Sebagaimana tertulis di dalam Pastores Dabo Vobis (1992), Anjuran Apostolik Paus Yohanes Paulus II tentang Pembinaan Imam dalam Situasi Jaman Sekarang, ada aspek hakiki dari seorang imam yang tidak berubah, yaitu “menyerupai Kristus” (PDV 5), tetapi pada saat yang sama formasi calon imam mesti menyesuaikan diri dengan jaman dan situasi kehidupan yang dinamis oleh karena perubahannya. Dalam formasi calon imam kita diajak untuk menjadi seterbuka mungkin terhadap terang Roh, mengenali kebutuhan-kebutuhan rohani terdalam masyarakat serta mengenali arus masyarakat masa kini yang mempengaruhi cara merasa dan berpikir orang (bdk. PDV 5). Berkenaan dengan situasi jaman sehari-hari kita hidup di dunia digital dengan kemajuan teknologi komunikasi dan informasi (Information and Communication Technology – ICT).  Di dunia yang ditandai oleh kemajuan ini kita rasakan betul bahwa yang kita hadapi itu bukan hanya sebuah alat dan sarana tetapi juga paham manusia, kepentingan-kepentingannya serta impian-impiannya. Dalam hal ini kadang kita hanya mengalami gejala-gejalannya yang dalam formasi hanya membuat lelah, seperti misalnya, ketekunan dan daya tahan yang tidak kuat, fokus dan perhatian yang tidak panjang, komitmen yang sementara dan loyalitas yang lemah.  Tentu saja pada saat yang sama kita juga merasakan adanya keleluasaan dan kemudahan serta kecepatan dalam mengakses informasi; adanya kreaktivtas dan variasi yang begitu kaya dalam menyentuh dan menyapa hati. Tetapi semuanya itu, dipandang perspektif formasi Seminari Mertoyudan dalam tiga pilarnya Sanctitas, Scientia dan Sanitas para seminaris dan lulusan Seminari dipanggil untuk terus membina diri ke kedalaman spiritual (spiritual depth) dan kedalaman  intelektual (intellectual depth) yang menyatu dengan kematangan pribadi serta persaudaraan yang sehat dan kokoh. Kedalaman spiritual ditandai oleh kesediaan untuk membuka diri terhadap karaya pembaharuan diri oleh rahmat Allah, sementara kedalaman intelektual dimengerti sebagai kesediaan untuk dengan kekuatan akal budi menebus fakta dengan superfisialitas yang menyelimutinya sehingga kita sanggup untuk terus mencari dan menemukan solusi-solusi segar, relevan dan efektif terhadap pesoalan bersama. Kedalaman spiritual dan intelektual ini yang akan membawa suatu ikatan kebersamaan solid sehingga penuh optimisme masuk dan memeluk dunia digital yang menjadi habitan hidup manusia jaman ini.

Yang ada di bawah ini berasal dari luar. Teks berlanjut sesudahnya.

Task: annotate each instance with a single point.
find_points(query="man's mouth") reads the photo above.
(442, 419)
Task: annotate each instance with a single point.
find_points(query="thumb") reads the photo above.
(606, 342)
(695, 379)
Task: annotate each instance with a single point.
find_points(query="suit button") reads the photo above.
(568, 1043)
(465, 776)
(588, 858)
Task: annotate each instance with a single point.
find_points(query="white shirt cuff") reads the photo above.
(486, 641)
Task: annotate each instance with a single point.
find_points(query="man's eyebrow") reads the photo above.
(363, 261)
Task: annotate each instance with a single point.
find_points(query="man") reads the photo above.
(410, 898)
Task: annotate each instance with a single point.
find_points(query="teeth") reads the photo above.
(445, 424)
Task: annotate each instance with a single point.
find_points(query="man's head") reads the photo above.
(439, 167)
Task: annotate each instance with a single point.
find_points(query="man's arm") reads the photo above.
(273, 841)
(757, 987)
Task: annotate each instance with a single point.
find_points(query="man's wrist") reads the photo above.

Berkenaan dengan tiga pilar proses formasi Seminari tersebut, kebiasaan para seminaris sejak masuk di Seminari untuk setiap kali menyebut, “St. Petrus Canisius, doakanlah kami”, kita maknai sebagai pembiasaan untuk membangun kesadaran afektif akan inspirasi dan  semangat tokoh Gereja di jaman Reformasi ini. St. Petrus Canisius menjadi unggul pada jamannya dalam menghadapi tantangan jaman karena membentuk dan membekali diri sebagai rasul Gereja abad XVI dengan kedalaman hidup rohani, kekayaan ilmu serta kualitas-kualitas manusiawi pribadinya. Tiga semangat yang mewujud dalam tiga aspek penting hidup tersebut menjadi kunci kontribusi istimewa St. Petrus Canisius di jaman pergolakan reformasi kaum protestan abad XVI.  Kedalaman hidup rohani, kekayaan ilmu serta kualitas manusiawi memungkinkan St. Petrus Canisius menggerakkan reformasi dari dalam Gereja sesuai dengan semangat St. Ignatius Loyola dan para sahabatnya yang mendirikan Serikat Jesus.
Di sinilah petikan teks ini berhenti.